One-shot Federated Learning Methods: A Practical Guide
It addresses the problem of improving OFL for researchers and practitioners in distributed machine learning, but it is incremental as it focuses on summarizing and categorizing existing work rather than introducing new methods.
This paper tackles the challenges of data and model heterogeneity in One-shot Federated Learning (OFL), which limits performance compared to traditional methods, by providing a systematic analysis and review of current techniques to guide future research.

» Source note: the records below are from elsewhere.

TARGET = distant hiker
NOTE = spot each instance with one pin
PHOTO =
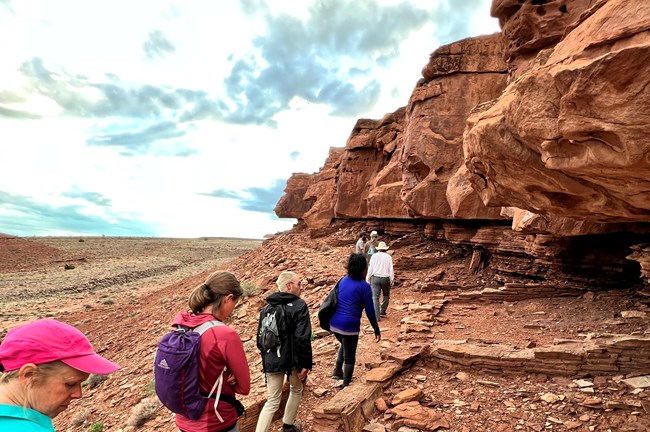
(371, 246)
(284, 340)
(220, 347)
(361, 243)
(354, 296)
(44, 363)
(381, 277)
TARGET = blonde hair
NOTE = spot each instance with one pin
(42, 373)
(217, 286)
(284, 279)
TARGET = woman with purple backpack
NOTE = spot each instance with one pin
(221, 350)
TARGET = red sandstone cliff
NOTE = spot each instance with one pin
(543, 126)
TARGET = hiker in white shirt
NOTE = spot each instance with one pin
(380, 277)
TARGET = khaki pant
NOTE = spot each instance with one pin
(274, 383)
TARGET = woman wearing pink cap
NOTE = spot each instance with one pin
(44, 364)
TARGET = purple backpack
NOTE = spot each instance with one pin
(176, 372)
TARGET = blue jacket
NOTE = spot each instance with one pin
(354, 297)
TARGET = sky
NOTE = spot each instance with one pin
(185, 118)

One-shot Federated Learning (OFL) is a distributed machine learning paradigm that constrains client-server communication to a single round, addressing privacy and communication overhead issues associated with multiple rounds of data exchange in traditional Federated Learning (FL). OFL demonstrates the practical potential for integration with future approaches that require collaborative training models, such as large language models (LLMs). However, current OFL methods face two major challenges: data heterogeneity and model heterogeneity, which result in subpar performance compared to conventional FL methods. Worse still, despite numerous studies addressing these limitations, a comprehensive summary is still lacking. To address these gaps, this paper presents a systematic analysis of the challenges faced by OFL and thoroughly reviews the current methods. We also offer an innovative categorization method and analyze the trade-offs of various techniques. Additionally, we discuss the most promising future directions and the technologies that should be integrated into the OFL field. This work aims to provide guidance and insights for future research.